For the past five years or so, my son Neil and I have been circulating a rut-tracking report, which goes out to thousands of serious deer hunters. As a result, we receive hundreds of reports each week of the season (September through December) representing thousands of data points. We are also in the woods every day (Neil as a practicing wildlife consultant and me as a hermit-hunter living on a mountain). We hunt whitetails almost every day of our season and we have access to an amazing deer-hunting laboratory (see “The Whitetail Lab”), which allows us to observe upwards of 600 acres of prime deer habitat, and usually a dozen or so different deer, at any given time. And what we’ve learned is that the rut is anything but orderly.
The Hunter’s Peak
Ask most hunters to define the peak of the rut, and they will say something about when does are being bred. Drill down a little deeper and they will regale you with tales about bucks marching by treestands every hour on the hour, a dozen buck sightings in a single day, increases in mature buck sightings, and roaming gangs of bucks chasing frantic does. Problem is, while most hunters associate the peak of the rut with breeding, the behaviors they are actually describing are more associated with pre-breeding. Rarely, for example, do they mention anything about seeing bucks breeding or even tending does (being highly attentive, licking flanks, partial mounting, bedding with, etc.). Their working definition of the peak of the rut is all about action and seeing bucks. For all intents and purposes, it should be referred to as the “hunter’s peak.”

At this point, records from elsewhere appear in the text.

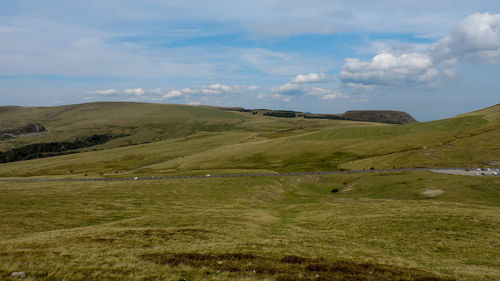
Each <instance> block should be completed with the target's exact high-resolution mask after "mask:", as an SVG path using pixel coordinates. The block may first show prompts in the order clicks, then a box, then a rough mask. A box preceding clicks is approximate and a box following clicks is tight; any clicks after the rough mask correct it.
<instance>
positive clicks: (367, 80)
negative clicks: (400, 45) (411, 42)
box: [339, 13, 500, 91]
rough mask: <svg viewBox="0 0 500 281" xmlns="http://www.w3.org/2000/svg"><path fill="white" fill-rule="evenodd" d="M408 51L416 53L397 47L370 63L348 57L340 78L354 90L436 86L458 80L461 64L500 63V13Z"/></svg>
mask: <svg viewBox="0 0 500 281" xmlns="http://www.w3.org/2000/svg"><path fill="white" fill-rule="evenodd" d="M407 49H408V50H410V49H412V51H413V52H408V53H405V52H401V51H400V50H397V48H396V49H394V48H393V49H392V50H386V51H383V52H381V53H380V54H378V55H376V56H375V57H373V58H372V59H371V60H369V61H362V60H360V59H357V58H348V59H346V60H345V63H344V65H343V66H342V69H341V71H340V74H339V79H340V81H341V82H343V83H344V84H346V85H347V86H348V87H350V88H354V89H359V90H365V91H370V90H373V89H374V88H375V87H376V86H397V85H408V84H423V85H427V86H435V85H437V84H438V83H439V81H438V80H440V79H441V78H443V79H451V78H454V77H455V76H456V70H455V69H454V68H453V67H454V66H455V65H457V64H458V63H460V62H472V63H482V62H486V63H496V62H498V61H500V14H489V13H484V14H480V13H475V14H472V15H470V16H468V17H466V18H465V19H464V20H463V21H462V22H460V23H459V24H458V25H457V26H456V27H455V28H454V29H453V31H452V32H451V33H450V34H449V35H448V36H446V37H445V38H443V39H441V40H439V41H437V42H435V43H433V44H430V45H429V46H427V47H422V46H418V48H417V47H415V48H407ZM443 68H444V69H443ZM440 69H441V71H440ZM441 74H442V75H441Z"/></svg>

The Biological Peak of the Rut
Now, mention peak of the rut to a biologist or anyone else who keeps track of breeding dates, and you’ll learn that the true peak occurs when actual physical breeding is taking place or on those days when the most fawns are conceived. This biological peak of the rut is not necessarily a period of high activity in the woods (that comes earlier). Our review of between 80,000 and 100,000 photos each year confirms it. Buck sightings and photo counts are quite low during the breeding period, or the biological peak of the rut.
Are we splitting linguistic hairs over the rut? I don’t think so. Getting the rut right is the single most important thing a whitetail hunter can do to improve his chances of success. Understanding the difference between the hunter’s peak and the biological peak can mean the difference between the best week of hunting you’ve ever had and just another week in the woods.